As we approached the field we were to plow, daddy always reminded me of the standards of plowing and their rationale—straight rows maximized acreage so more crops could be planted thus increasing the size of the harvest.  Straight rows, my part of the mission, enabled the space between plants to be wide enough to prosper and equally share each plant's portion of the fertilizer that later would be applied.  He cautioned me about the hazards of speed (my favored inclination), warning me that higher speed could result in loss of control of the tractor.

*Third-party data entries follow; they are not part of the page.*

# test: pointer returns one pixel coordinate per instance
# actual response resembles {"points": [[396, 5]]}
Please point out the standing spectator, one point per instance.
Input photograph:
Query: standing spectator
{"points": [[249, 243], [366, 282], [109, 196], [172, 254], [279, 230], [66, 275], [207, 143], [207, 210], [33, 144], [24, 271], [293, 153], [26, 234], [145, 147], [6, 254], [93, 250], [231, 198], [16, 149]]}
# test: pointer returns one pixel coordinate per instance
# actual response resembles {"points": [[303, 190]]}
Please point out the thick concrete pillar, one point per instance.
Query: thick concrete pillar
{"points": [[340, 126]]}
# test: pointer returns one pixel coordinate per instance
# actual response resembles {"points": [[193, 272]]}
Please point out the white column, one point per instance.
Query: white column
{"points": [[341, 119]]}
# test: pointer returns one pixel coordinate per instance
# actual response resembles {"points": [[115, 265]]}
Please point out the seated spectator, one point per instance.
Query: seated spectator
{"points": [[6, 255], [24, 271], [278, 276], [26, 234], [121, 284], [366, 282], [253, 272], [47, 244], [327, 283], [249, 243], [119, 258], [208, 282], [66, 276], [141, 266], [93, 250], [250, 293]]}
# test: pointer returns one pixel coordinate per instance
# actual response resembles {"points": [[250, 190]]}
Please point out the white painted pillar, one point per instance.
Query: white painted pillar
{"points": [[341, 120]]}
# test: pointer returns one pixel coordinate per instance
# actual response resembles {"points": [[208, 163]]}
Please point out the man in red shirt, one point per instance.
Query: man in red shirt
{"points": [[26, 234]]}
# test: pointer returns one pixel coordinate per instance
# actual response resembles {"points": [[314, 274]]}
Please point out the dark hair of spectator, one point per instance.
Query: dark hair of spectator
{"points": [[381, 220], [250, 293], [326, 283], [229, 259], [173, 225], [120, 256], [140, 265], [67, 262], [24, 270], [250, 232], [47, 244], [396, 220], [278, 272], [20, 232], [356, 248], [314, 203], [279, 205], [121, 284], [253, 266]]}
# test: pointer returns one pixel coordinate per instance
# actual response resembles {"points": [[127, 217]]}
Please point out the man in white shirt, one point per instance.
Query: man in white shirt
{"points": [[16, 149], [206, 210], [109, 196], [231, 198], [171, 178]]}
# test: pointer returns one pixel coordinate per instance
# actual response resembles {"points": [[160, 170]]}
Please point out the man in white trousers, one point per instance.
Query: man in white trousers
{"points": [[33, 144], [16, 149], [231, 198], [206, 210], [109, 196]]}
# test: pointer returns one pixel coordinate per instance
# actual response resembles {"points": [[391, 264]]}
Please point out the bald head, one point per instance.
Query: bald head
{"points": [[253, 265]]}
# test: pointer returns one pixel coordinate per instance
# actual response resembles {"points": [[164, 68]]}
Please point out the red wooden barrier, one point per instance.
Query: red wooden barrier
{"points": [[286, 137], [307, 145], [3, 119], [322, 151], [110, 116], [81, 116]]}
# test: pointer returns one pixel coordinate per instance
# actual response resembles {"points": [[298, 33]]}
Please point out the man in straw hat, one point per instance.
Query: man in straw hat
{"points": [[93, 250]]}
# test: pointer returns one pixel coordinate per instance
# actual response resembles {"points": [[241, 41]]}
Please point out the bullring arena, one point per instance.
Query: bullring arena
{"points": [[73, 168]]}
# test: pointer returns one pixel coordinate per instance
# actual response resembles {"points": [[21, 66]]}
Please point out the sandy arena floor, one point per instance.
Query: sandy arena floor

My "start of the row" also included a bit of a pep talk about how he was counting on me to be a "big boy" (I was six or seven) with his certainty I was up to the task.  Once underway, his feedback came quick and precise. "Watch your furrow," he would say, "your front wheels are not straight."  It was as if he wanted very much for me to succeed and was committed to doing his part to coach and guide.  However, here is the best part.  If all was going well, he remained quiet, leaving me the feeling I was plowing alone like a "big boy."  Excessive leadership demonstrates unwarranted control wasting the influence of the leader and robbing the motivation of its target.  It is an action of mistrust.

Leadership at the "end of the row"

Leadership at the "end of the row" starts before you arrive. The "end of the row" is the realm of dissonance—the fertile ground of great leaders.  It means dealing with change.  Change is disharmony, an alteration in the status quo.  It is the place in the plowing journey where my father exercised leadership.  When a gap occurs between performance expectation and performance execution, it takes great leaders to right or adjust the course. 

Long before boarding the tractor, my dad talked directly about the consequence of "fooling around"--his label for daydreaming your way off course. "Our family depends on you to do the good job I know you can do," he would tell me on the way to the field.  He also said, "If you can't plow straight, son, you'll have to get off the tractor and wait in the shade."  Rest assured, I waited in the shade a few times.  He took his leadership role in times of dissonance seriously—keeping his word to deliver on the consequence he had promised.  I learned to trust and respect him.  He was also quick to brag to the rest of my family about what I good job I had done plowing.  Over time, he subtly encouraged me to embrace the pursuit of excellence as my standard. 

We live in an era of leader tolerance for "crooked plowing." We witness employees sleepwalking through their day, avoiding initiative to help a customer, texting on the phone instead of tasking on the job, and daydreaming until they can punch out and go home.  Those leaders who look the other way, allow mediocrity in plain sight, or timidly acquiesce instead of rendering consequences, reap the result--an enterprise with a puny bottom line and a poor reputation.  But those who keep their promise of leadership-in-action, grow empowered, high performance associates with an obvious zeal to create a bountiful harvest.